So long, and thanks for all the fish

HIGH: The quick retry feature.
LOW: Unlocking quick retry on each stage by clearing it.
WTF: A sushi chef without a knife?
Umihara Kawase, a traveling sushi chef, is asleep and dreaming.
In her dream, mundane elements of the waking world—clothespins, canned goods, sake bottles—transform into a dreamscape of floating platforms.
Perhaps Umihara has fallen asleep while fishing, but she still holds her trusty rod, only now, in her dream, its line is absurdly elastic. She'll use it like Rad Spencer in Bionic Commando, parlaying momentum into heart-stopping leaps across patchwork terrain, up and downward, over icy surfaces and angry shards of broken glass en route to the door that will give her egress from this beautiful, hostile place…
…and into another one just like it.
Sayonara UmiharaKawase+ is the third (and possibly final) entry in a long-running series that first debuted in 1994 on the Super Famicom. It wasn't ported to the West until 2014, twenty years after the series's debut, under the title Yumi's Odd Odyssey (Nintendo 3DS).
The games have developed a cultic renown, particularly in the speedrun community, for their whimsy, for their mechanical depth, and especially for their difficulty. The latter is often a love-it-or-leave-it proposition, making Kawase a treat for platformer masochists. Make no mistake: this is a hard game.
But it's not impossible.
Kawase isn't broken, and it's not unfair, but its stages don't allow for much error. Often there are multiple paths to a goal, whether it's the exit door or one of the game's rucksack collectibles, which are located in hard-to-reach places. Regardless of how players choose to get around, it's done with the hook and line.
Some players will swing to each field's exit with confident grace. Just look at the YouTube videos of super-player KawaseFan, for example. Others, like yours truly, will repeatedly engage in tense, stumbling, and hard-scrabble fights to the finish, emerging victorious 10, 50, or even a hundred deaths later. If practice makes perfect, then UmiharaKawase+ is a goofy but diligent piano teacher, running students through scales.
Everything comes down to the fishing line and what a player can do with it.
Place the hook, pivot in a pendulum arc, and let go before inertia interferes, or fly across a hazard by using the line as a slingshot. Kawase creator Kiyoshi Sakai delights in finding uses for the line's potential energy, and each is introduced in the manner of kishōtenketsu poetry, as described in a 2012 Gamasutra interview with Nintendo's Koichi Hayashida. A concept is introduced, developed over successive stages, and then put to a new and unexpected use. It surprises the player with unforeseen possibilities and new layers of complexity.
Whereas Nintendo occasionally coddles with explanation, however, Kawase is sometimes frustratingly oblique. The implied lesson: experiment, fail, and learn from the experience. But, there were times when I lacked sufficient insight into what I'd done wrong in order to develop a different strategy.
The game provides a handful of tips, but they fall well short of comprehensiveness.

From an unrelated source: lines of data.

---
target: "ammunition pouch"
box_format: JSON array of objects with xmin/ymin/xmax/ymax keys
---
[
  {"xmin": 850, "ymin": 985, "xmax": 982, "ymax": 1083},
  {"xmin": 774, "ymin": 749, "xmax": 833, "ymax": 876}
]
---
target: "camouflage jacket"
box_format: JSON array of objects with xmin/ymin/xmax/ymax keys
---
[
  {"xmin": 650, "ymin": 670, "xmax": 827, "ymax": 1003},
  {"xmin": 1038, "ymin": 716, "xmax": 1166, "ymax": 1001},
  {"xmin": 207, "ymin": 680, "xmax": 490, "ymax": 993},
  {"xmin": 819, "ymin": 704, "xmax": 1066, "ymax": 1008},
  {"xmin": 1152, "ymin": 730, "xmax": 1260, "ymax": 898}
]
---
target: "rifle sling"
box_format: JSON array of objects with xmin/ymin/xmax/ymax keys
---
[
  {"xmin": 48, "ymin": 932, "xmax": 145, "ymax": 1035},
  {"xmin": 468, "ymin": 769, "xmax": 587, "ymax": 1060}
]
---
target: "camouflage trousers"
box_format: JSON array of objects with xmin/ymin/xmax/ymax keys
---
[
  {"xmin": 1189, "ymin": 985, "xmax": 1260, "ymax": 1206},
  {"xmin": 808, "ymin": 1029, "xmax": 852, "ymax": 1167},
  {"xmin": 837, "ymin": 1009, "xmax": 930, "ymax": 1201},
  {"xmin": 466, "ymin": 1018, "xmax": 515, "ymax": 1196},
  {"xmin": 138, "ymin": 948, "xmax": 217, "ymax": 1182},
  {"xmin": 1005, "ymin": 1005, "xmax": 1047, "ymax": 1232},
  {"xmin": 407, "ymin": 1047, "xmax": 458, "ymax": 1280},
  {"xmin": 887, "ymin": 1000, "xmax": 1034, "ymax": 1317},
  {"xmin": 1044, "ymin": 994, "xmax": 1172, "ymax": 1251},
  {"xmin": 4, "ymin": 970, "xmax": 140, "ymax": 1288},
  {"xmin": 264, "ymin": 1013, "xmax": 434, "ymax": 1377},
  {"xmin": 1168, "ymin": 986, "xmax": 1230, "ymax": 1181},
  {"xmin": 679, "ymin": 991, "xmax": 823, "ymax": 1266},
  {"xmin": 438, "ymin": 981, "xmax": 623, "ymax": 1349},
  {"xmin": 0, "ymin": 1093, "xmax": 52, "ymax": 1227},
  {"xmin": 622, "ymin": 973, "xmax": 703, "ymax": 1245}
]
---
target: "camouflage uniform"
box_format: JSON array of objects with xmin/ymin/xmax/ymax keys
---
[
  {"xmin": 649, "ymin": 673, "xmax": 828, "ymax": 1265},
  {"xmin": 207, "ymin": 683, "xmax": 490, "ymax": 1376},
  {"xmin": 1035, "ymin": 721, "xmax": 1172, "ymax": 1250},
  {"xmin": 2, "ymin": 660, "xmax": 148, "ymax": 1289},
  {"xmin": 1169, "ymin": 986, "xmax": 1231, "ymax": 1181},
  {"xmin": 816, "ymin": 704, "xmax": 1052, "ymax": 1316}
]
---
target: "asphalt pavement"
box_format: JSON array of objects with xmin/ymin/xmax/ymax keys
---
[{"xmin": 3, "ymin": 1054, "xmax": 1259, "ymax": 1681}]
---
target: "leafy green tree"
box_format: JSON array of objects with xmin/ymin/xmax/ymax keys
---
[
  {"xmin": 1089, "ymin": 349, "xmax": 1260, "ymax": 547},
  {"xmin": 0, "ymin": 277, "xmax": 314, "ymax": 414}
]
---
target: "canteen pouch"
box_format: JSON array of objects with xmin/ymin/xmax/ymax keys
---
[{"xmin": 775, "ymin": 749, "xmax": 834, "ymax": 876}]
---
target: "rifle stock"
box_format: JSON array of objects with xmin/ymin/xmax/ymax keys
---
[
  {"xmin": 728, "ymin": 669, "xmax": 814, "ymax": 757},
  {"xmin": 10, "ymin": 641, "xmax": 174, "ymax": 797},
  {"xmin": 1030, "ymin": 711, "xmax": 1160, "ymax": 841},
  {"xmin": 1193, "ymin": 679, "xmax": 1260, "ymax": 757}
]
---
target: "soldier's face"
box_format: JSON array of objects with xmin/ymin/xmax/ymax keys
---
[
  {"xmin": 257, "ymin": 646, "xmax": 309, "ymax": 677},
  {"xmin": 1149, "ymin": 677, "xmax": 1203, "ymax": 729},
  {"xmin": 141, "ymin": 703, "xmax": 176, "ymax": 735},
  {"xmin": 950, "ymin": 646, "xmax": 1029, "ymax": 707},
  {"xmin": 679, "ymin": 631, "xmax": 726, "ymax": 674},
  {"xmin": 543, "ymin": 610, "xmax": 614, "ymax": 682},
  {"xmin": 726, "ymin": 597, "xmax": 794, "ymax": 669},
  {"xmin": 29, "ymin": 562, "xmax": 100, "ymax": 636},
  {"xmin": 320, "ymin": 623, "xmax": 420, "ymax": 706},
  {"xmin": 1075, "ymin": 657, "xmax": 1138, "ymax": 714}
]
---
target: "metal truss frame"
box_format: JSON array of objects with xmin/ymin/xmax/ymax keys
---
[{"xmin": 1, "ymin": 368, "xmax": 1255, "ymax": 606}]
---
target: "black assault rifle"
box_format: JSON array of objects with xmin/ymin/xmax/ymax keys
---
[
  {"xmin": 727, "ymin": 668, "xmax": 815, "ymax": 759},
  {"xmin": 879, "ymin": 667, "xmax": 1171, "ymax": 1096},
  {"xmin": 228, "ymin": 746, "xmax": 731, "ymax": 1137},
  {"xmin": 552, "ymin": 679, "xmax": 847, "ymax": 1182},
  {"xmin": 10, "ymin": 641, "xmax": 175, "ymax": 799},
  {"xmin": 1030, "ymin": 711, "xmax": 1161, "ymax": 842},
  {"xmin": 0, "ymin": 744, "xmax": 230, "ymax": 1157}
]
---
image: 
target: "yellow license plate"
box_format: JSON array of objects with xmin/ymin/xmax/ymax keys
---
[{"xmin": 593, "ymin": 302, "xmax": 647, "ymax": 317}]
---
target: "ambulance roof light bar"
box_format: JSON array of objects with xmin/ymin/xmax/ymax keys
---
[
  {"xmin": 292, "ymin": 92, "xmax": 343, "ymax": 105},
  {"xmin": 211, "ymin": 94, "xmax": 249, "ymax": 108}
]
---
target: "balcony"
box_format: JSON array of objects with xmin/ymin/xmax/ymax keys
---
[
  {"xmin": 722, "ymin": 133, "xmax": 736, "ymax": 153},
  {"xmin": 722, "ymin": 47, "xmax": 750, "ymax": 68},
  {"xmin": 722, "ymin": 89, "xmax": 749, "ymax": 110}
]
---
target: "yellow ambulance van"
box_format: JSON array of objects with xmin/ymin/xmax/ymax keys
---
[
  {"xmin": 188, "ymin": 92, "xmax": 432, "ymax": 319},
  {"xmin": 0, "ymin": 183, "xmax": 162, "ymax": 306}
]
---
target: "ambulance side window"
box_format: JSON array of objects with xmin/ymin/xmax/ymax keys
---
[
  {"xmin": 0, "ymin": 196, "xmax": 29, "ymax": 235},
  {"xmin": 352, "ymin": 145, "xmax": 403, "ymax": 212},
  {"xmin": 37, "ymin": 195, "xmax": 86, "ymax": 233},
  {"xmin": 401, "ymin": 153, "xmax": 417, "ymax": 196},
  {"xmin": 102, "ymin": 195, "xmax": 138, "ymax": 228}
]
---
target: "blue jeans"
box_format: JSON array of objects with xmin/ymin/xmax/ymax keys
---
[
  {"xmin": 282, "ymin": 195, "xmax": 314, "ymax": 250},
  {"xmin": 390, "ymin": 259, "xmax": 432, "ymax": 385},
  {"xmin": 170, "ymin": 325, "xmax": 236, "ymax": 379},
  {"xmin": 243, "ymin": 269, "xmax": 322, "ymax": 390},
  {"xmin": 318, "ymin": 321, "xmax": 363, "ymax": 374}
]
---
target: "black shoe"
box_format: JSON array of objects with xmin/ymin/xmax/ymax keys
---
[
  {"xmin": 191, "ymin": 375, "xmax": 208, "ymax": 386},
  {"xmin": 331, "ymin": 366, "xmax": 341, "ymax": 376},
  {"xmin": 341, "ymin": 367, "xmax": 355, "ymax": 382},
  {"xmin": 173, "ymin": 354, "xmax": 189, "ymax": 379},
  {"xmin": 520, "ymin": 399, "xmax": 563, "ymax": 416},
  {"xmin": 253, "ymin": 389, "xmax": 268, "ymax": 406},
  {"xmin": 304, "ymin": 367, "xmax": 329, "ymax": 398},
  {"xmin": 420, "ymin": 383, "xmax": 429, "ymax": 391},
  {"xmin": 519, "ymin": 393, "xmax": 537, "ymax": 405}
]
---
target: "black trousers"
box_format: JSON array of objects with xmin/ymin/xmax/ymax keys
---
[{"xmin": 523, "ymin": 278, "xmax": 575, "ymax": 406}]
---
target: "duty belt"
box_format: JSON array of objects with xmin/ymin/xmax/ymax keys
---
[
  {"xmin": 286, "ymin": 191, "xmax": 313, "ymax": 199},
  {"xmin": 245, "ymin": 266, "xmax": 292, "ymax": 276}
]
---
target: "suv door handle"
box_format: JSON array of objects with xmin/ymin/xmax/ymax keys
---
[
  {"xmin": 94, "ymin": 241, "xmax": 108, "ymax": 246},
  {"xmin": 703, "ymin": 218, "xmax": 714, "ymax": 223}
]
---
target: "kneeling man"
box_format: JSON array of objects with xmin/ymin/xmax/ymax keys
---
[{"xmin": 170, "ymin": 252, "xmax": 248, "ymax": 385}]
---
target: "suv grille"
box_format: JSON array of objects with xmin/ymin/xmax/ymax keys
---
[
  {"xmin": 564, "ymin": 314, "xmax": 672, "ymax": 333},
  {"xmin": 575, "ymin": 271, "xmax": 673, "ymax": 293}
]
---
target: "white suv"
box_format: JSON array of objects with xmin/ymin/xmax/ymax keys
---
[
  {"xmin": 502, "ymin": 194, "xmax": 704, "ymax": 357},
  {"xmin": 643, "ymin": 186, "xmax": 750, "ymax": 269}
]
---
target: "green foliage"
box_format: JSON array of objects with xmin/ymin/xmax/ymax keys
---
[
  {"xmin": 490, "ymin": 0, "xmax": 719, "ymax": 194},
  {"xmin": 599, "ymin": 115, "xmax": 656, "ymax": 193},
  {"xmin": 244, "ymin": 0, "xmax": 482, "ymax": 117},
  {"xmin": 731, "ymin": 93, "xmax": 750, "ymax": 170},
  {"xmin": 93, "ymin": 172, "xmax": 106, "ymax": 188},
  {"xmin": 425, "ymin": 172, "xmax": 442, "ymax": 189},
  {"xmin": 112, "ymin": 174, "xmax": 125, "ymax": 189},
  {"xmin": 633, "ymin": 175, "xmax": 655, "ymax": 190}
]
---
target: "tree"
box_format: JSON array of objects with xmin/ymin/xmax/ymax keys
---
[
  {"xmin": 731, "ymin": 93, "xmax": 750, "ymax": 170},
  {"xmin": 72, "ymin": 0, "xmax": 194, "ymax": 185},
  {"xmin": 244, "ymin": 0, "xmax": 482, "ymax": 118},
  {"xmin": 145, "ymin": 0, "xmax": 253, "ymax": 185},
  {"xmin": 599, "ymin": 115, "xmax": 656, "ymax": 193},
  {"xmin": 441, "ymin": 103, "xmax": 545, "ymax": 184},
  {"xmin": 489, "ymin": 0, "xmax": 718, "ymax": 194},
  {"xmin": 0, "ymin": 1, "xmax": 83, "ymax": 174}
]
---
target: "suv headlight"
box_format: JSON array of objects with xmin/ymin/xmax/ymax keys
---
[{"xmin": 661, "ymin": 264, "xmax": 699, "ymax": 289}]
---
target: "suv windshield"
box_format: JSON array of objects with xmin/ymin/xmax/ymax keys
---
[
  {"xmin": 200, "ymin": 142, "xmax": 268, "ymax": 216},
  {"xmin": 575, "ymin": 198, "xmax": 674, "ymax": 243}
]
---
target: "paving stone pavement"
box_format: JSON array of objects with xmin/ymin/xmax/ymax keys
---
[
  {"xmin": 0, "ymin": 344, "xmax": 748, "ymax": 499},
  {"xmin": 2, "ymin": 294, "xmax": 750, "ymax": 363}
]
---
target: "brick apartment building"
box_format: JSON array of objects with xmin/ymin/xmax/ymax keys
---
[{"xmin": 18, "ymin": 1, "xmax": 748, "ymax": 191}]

For me, this made YouTube walkthroughs indispensable, and though it doubtless marks me as a permanent amateur in the minds of Kawase purists, I recommend it without reservation, especially for new and curious players. In fact, I wonder if I'd have endured otherwise.
Boss creatures guard five endings, and the first, an ill-tempered tadpole, is easily bested. But completing 60 stages, unlocking the 70 doors that link them, and collecting all 45 rucksacks is a stout challenge destined to remain an ultra-rare feat. As of this writing I'm 15 stages short, I've cleared just three of the five bosses, and I'm stuck on Stage 33, which, to quote one player, "was the first level I hit that really felt like the gloves came off."
That said, every time I think I'm ready to quit for good, I come back again, evading bipedal fish, swinging crazily between platforms and (more often than not) falling to my watery grave. As a wise man once said, I've been beat up, I've been thrown out, but I'm not down. Whether to avenge my wounded pride or prove that, yes, I can climb that ledge, Sayonara UmiharaKawase+ has its hook in me, pun very much intended.
Disclosures: This game was obtained via paid download and reviewed on the Vita. Approximately 16 hours of play were devoted to the single-player mode, and the game was completed. There are no multiplayer modes.
Parents: The ESRB provides no content descriptors for Kawase, but there's nothing objectionable, unless you happen to be a fish.
Deaf & Hard of Hearing: Umihara's hook clinks when successfully anchored to a platform, and this is useful feedback indeed. I often played without sound, however, especially when the music grew repetitious. Careful players will do fine without it.